Blog Post

The $1 Million Lesson: Building a Culture of Quality Through SLAs

Updated

Published

March 7, 2025

mins read

Mehdi Daoudi

in this blog post

Heading 2

In the early days of DoubleClick, back when SaaS was still known as Application Service Provider (ASP), I was tasked with setting up the QoS (Quality of Service) Team. Our primary mission was to establish a monitoring system, but we quickly found ourselves managing Service Level Agreements (SLAs)—a task that became critical after we paid out over $1 million in penalties for SLA violations to a single customer. The reason? Someone had signed a contract promising 100% uptime, an impossible commitment.

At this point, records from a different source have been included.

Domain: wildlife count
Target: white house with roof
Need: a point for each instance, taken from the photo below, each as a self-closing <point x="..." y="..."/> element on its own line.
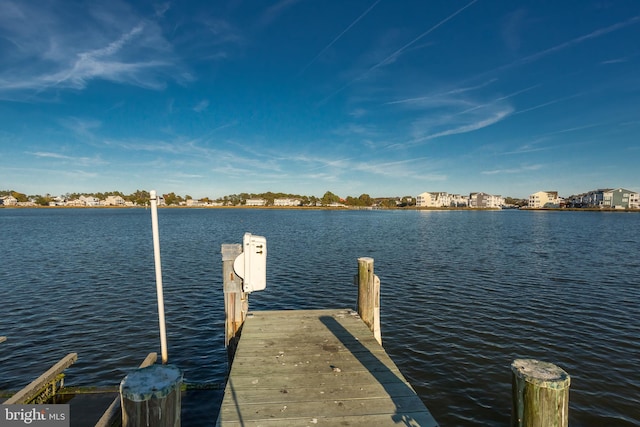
<point x="256" y="202"/>
<point x="544" y="199"/>
<point x="485" y="200"/>
<point x="8" y="200"/>
<point x="287" y="202"/>
<point x="114" y="201"/>
<point x="432" y="199"/>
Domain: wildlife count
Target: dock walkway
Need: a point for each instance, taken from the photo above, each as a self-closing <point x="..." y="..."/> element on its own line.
<point x="316" y="367"/>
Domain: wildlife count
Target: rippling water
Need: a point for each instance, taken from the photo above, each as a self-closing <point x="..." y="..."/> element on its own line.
<point x="463" y="294"/>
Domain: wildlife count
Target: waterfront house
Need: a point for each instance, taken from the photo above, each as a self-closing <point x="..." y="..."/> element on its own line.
<point x="619" y="198"/>
<point x="484" y="200"/>
<point x="256" y="202"/>
<point x="286" y="202"/>
<point x="544" y="199"/>
<point x="432" y="199"/>
<point x="9" y="201"/>
<point x="114" y="201"/>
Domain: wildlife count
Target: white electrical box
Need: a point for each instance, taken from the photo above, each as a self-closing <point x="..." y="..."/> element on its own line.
<point x="251" y="264"/>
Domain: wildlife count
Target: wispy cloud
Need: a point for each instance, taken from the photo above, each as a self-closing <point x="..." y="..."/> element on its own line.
<point x="521" y="169"/>
<point x="273" y="12"/>
<point x="201" y="106"/>
<point x="68" y="50"/>
<point x="425" y="100"/>
<point x="324" y="49"/>
<point x="85" y="161"/>
<point x="393" y="57"/>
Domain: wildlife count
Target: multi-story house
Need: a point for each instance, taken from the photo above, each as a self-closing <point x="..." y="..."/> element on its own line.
<point x="544" y="199"/>
<point x="484" y="200"/>
<point x="256" y="202"/>
<point x="433" y="200"/>
<point x="619" y="198"/>
<point x="9" y="201"/>
<point x="114" y="201"/>
<point x="458" y="200"/>
<point x="286" y="202"/>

This is the story of how we took control of our SLAs, stopped the financial bleeding, and built a culture of quality around service metrics. Whether you’re managing SLAs today or just curious about how they work, this post will provide valuable insights into the challenges we faced, the solutions we implemented, and the lessons we learned along the way.

What are SLAs?

A clipboard with a pen and paper clipsAI-generated content may be incorrect.

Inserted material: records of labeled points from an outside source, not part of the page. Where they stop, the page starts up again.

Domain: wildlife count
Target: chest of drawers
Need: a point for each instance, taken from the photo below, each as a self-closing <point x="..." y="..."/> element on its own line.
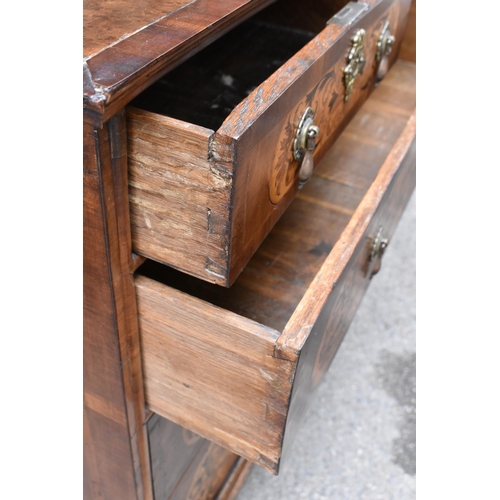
<point x="239" y="365"/>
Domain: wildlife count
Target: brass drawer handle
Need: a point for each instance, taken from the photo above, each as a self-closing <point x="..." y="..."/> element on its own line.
<point x="384" y="48"/>
<point x="304" y="144"/>
<point x="377" y="251"/>
<point x="355" y="62"/>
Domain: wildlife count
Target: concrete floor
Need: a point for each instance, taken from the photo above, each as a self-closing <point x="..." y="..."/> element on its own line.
<point x="358" y="440"/>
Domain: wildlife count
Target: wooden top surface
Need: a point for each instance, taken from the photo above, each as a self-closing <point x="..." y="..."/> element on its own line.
<point x="106" y="22"/>
<point x="128" y="44"/>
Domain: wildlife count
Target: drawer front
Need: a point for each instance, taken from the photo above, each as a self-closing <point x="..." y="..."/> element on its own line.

An SLA (Service Level Agreement) is a contractual agreement between a vendor and a customer that outlines the expected level of service. Under this legal umbrella, you’ll find Service Level Objectives (SLOs), which define specific metrics like uptime, speed, or transactions per second.

At DoubleClick, we defined SLAs with the following principles in mind:

Attainable: The goals should be realistic.

Repeatable: The metrics should be consistently measurable.

Measurable: The performance should be quantifiable.

Meaningful: The metrics should matter to the business.

Mutually Acceptable: Both parties should agree on the terms.

SLAs benefit both the customer and the vendor. For customers, they provide objective grading criteria and protection from poor service. For vendors, they set clear expectations and incentivize quality improvements

Ground zero, discovery

When we first tackled the SLA problem, we were in crisis mode. The first step was to compile a list of all contracts, extract the SLAs and SLOs, and document the associated penalties. We stored this information in a database and began educating stakeholders—business leaders, legal teams, and executives—about the importance of SLAs.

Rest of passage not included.